Profit before tax in the Capital Markets Business segment fell to EUR 47 million in the first half of the year (previous year: EUR 195 million). This was caused by cautious customer business and increasing credit spreads as a result of the uncertainty on the capital markets due to the political developments in Italy. Also, higher income from sales of securities was generated in a favorable market environment in the previous year. The cooperation with the savings banks, including business with certificates for private customers, continued to develop well, with LBBW maintaining its position as one of the leading companies in Germany. In primary market business, the Bank under difficult conditions even strengthened its market position in issuing covered bonds.
The Private Customers/Savings Banks segment returned to the black in the first six months. Its profit before tax improved to EUR 7 million after six months (previous year: EUR -15 million). This was mainly due to a significant decline in IT expenses. In customer business, mortgaging performed well with far more transactions. Growth in business with high net-worth private clients was also well above the market average. Collaborative partnerships with the savings banks once again contributed to record volumes in development lending. LBBW set a new record with a new business volume of EUR 3.55 billion in the first half of the year. This was driven by strong demand for digitalization, innovation and energy efficiency financing.

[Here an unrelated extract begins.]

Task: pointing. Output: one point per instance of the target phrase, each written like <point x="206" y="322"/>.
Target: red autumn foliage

For the year as a whole, LBBW continues to forecast consolidated profit before tax in the mid-three-digit million euro range.
Business figures for the LBBW Group as at 30 June 2018
|1 Jan 2018 – 30 Jun 2018||1 Jan 2017 – 30 Jun 2017*||Change in EUR million||Change in %|
|Net interest income||796||797||– 1||– 0.1|
|Net fee and commission income||262||270||– 8||– 3.0|
|Net gains/losses on remeasurement and disposal||135||191||– 56||– 29.5|
|of which allowances for losses on loans and securities **||– 33||– 40||7||– 17.1|
|Other operating income/expenses||58||56||2||3.6|
|Total operating income/expenses||1,250||1,313||– 63||– 4.8|
|Administrative expenses||– 878||– 897||19||– 2.1|
|Expenses for bank levy and deposit guarantee system||– 89||– 69||– 20||28.7|
|Guarantee commission for the State of Baden-Württemberg||0||– 38||38||– 100.0|
|Net income/expenses from restructuring||0||– 30||30||– 99.9|
|Consolidated profit/loss before tax||282||279||4||1.4|
|Income taxes||– 77||– 77||1||– 0.9|
|Net consolidated profit/loss||206||201||5||2.3|
Figures may be subject to rounding differences. Percentages are based on the exact figures.
* The previous year’s figures based on IAS 39 were transferred to the structure of the IFRS 9 scheme without adjustment.
** Relates to the category “Financial assets at amortized cost”.
|30 Jun 2018 in EUR billion||31 Dec 2017 in EUR billion||Change in EUR billion||Change in %|
|30 Jun 2018 in %||31 Dec 2017 in %|
|CET 1 capital ratio (CRR/CRD IV „fully loaded“)||14,9||15,7|
|Total capital ratio (CRR/CRD IV „fully loaded“)||21,5||22,2|
|1 Jan 2018 – 30 Jun 2018 in %||1 Jan 2017 – 30 Jun 2017* in %|
|Return on equity (ROE)||4,4||4,3|
|Cost/income Ratio (CIR)||75,4||76,4|
* After consideration of adjusted calculation according to IFRS 9 adjustment.